WHEN Craig Levein’s Scotland side were being torn apart by the USA in Jacksonville 18 months ago, Gordon Strachan’s international focus was elsewhere.
On that May weekend last year, he was more interested in England’s display against Norway in Oslo as they warmed up for the Euro 2012 finals while he prepared for his ITV pundit’s role at the tournament.
As Strachan starts the build-up to what he hopes will be a successful Euro 2016 qualifying campaign for Scotland, tonight’s rematch with the World Cup-bound Americans at Hampden may therefore appear the ideal opportunity to illustrate the progress achieved since he replaced Levein in charge of the national team.
But Strachan sees no relevance in comparisons with that 5-1 humiliation in Florida, preferring to assess Scotland in relation to how successful they are in maintaining the improved performance levels witnessed under his guidance in the past few months.
“First of all, I have never even seen the last game against America,” said Strachan. “I’ve never watched it and I have no interest in it.
“I asked one or two of the lads this week if they had played in it and one or two of them just kind of nodded at me. But the result will not determine progress made by us because you cannot match how the USA played and how we played.
“We will just look at what we have been doing in the past few months and compare it with that and where we are going.”

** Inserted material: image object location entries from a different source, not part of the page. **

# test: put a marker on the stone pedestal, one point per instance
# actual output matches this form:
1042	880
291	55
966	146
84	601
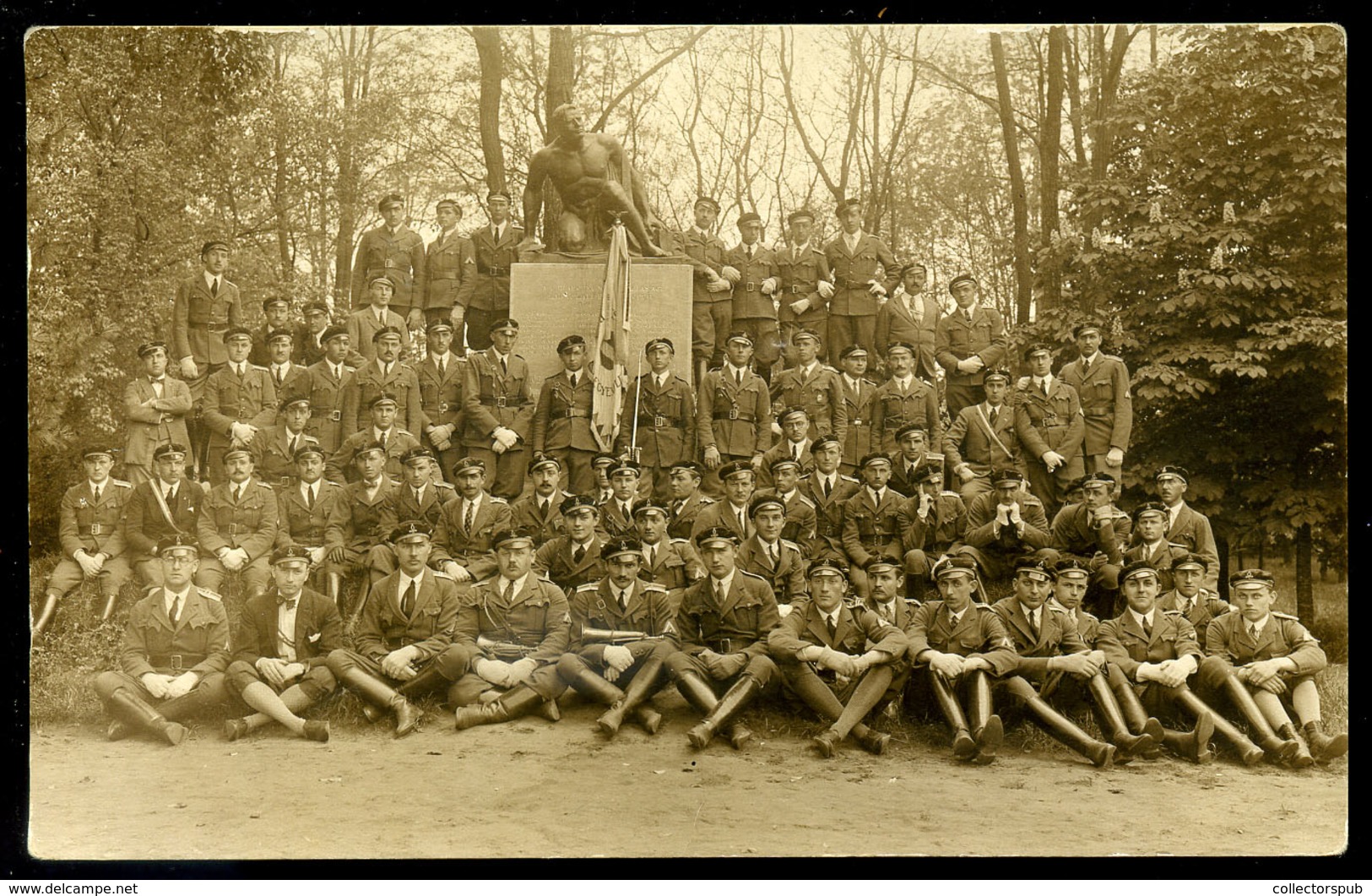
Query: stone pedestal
559	296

Strachan has established a 4-2-3-1 formation which, in recent matches, has shown encouraging signs of combining solidity with attacking enterprise. With 10 months until Scotland are in competitive action again, he will try to stick by the system as much as possible in a series of challenge matches as he looks to retain an upbeat mood among both his players and the Tartan Army.
“We aim to send them home feeling good about themselves, as individuals and as a group, after Friday’s game against America and the game in Norway on Tuesday,” said Strachan.
“If we can do that now, great, then we’ve got four months where we can look forward to working again in the next international break in February. But this recent period has been good for everybody.
“It will be disappointing if we can’t maintain the momentum we’ve built up.
“There are times you just stay on a level but, as long as you don’t go backwards, that’s okay. It’s not necessarily about results.
“You can win a game and think ‘I didn’t enjoy that – I didn’t see much there’ but you can lose a game and think ‘That’s encouraging.’ You can win with one hit at goal or you ask players to do things, create things and they do everything right, have 16 attempts at goal but it doesn’t go in. You have to take that into consideration.
“I hope we don’t take a backward step along the way but it depends what the performances are like.
“I like to win, but you can win like Newcastle did last weekend with one hit at goal while Spurs had all those attempts, for example. The Spurs manager would have been thinking that he couldn’t have asked any more from his players.
“The system we have been playing is something we feel comfortable with but we might not always be able to do that for some reason or another. You don’t chop and change to take into account the other team too often – there might be the odd occasion where they are so good that you might have to think about that.
“But it’s good that you have a kind of idea of how you’re going to play, so that when the players come here they know what they have to do, instead of starting all over again every time they get together.
“I think we just keep doing what we’re doing. The players are comfortable with what we’re doing, but the system is only as good as how the players perform it. There are only four or five systems that everybody uses and if one of them guaranteed success, we’d all be using it. If teams get together playing the same system, the best players win.”
Strachan anticipates a stern test against Jurgen Klinsmann’s side who are currently ranked 13th in the world.
“If you look at where their players are playing their club football, there are some really good players in their squad,” he said. “I also watch the MLS and I see other American players who are not in the squad at the moment and they’re not bad.
“I watched some of their games on DVD last night and I thought, ‘he’s a tall lad, he can run, he can do this’. They have some good players with athletic ability. That’s what they have about them, most of their sports are like that.”
Strachan will retain his faith in one of Scotland’s most athletic performers, right-back Alan Hutton, who will maintain his status as the only ever present in the national team’s starting line-up since the manager took charge last year.
Hutton keeps his place despite his ongoing banishment at Aston Villa, where he has not played any first team football this season.
“It’s the biggest mystery in football how Alan is not getting a game for someone,” said Strachan. “He has been brilliant for us. I look at games in the English Premier League every week, look at the right-backs on the pitch and I think ‘Alan is better than him, he’s better than him’ and so on.
“It’s very strange, because he has been outstanding in our games. It’s not as if he’s just getting away with it against teams down at 100th in the world rankings – he’s doing it against teams at the top of the world game like Belgium, England and Croatia.
“His situation is very, very strange. But is it getting more difficult to pick him? No, because whatever he is doing, he is keeping himself in good nick.”